ピアノ線は芯線と巻き線の2種類があるのですが、低音部(写真左側)は低い音を出す必要があるので芯線に銅線を巻いた太い巻き線が使われますが、古くなるとジン線とかボン線とか云われて雑音や本来の音が出ず交換の必要があります。




浜松の巻き線作りの匠、冨田さん

冨田さんは元々、実家で昔ピアノを作っていたそうで、その関係で何と小学校の高学年から巻き線を家で巻いていたそうです。

明治大学の工学部を卒業してからもこういった作業が好きなので、70歳になる現在も巻き線を巻いているので、巻き線に関しては日本でもっともベテランということになると思います。

そんなことで彼の大学ノートを少し見せてもらったのですが、様々なメーカーの機種別、年代別に、細かいデーターがびっしり書き込まれていました。

どんなデーターかといいますと、ピアノの弦というものは、弦の材質もさることながら、同じピアノでも張る弦の太さで張力が変わり、張力が変わると音色も響き具合も変わるという奥の深い話になりましたが、そのあたりも過去の試行錯誤からの彼の独自の緻密なデーターをお持ちのようでした。

興味深いことに、名人の巻いた巻き線は、同じピアノでも、明らかに気持ちが良い低音になりますので、音色や響きにこだわっていくとこの巻き線の良し悪しということが重要になってきます。

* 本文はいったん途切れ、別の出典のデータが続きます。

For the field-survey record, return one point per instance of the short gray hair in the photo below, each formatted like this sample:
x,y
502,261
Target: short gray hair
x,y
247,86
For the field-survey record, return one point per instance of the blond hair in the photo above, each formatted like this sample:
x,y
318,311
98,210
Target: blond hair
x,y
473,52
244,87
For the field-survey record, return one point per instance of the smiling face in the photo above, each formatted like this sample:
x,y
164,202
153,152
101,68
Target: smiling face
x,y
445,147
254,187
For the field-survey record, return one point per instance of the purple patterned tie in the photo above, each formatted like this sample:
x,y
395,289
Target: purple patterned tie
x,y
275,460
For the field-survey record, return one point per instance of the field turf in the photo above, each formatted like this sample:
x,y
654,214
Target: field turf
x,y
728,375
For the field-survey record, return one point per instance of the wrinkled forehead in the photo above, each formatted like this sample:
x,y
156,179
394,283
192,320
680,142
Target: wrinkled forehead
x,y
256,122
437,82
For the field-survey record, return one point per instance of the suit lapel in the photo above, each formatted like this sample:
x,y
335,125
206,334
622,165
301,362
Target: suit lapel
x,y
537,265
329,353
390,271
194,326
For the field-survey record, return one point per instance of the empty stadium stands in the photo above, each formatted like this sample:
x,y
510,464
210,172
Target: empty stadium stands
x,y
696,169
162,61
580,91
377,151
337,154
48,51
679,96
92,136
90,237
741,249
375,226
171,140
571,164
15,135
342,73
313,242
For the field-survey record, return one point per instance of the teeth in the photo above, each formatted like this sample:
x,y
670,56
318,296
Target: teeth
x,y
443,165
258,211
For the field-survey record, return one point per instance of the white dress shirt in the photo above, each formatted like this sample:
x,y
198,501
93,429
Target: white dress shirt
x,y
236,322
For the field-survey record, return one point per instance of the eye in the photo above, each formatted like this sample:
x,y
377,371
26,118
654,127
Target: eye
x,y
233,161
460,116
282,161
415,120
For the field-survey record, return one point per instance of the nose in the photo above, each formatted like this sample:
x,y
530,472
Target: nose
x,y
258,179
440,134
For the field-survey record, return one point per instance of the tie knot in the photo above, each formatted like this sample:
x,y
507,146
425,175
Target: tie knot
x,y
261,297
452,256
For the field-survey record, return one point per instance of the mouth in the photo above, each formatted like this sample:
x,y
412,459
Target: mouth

このことは新品でも弊社で時々彼の巻き線に交換することがありますが、特に古いグランドピアノの巻き線の交換では、いつも彼の巻き線を使っていますで、このことは日頃から体感しています。

浜松の大手メーカーさんの話を聞くと似たような作業ができる技術者はいるようですが今では少なく、それも彼のような年配者ばかりで、もう、若い人では、彼のような手巻きの巻き線を巻ける人は育っていないようです。

チェコのペトロフの工場内での巻き線を巻いている作業風景です。
こちらは若い女性が巻き線を巻いていましたが、もう日本では、このような手作業
の風景は見ることができなくなってきているようです。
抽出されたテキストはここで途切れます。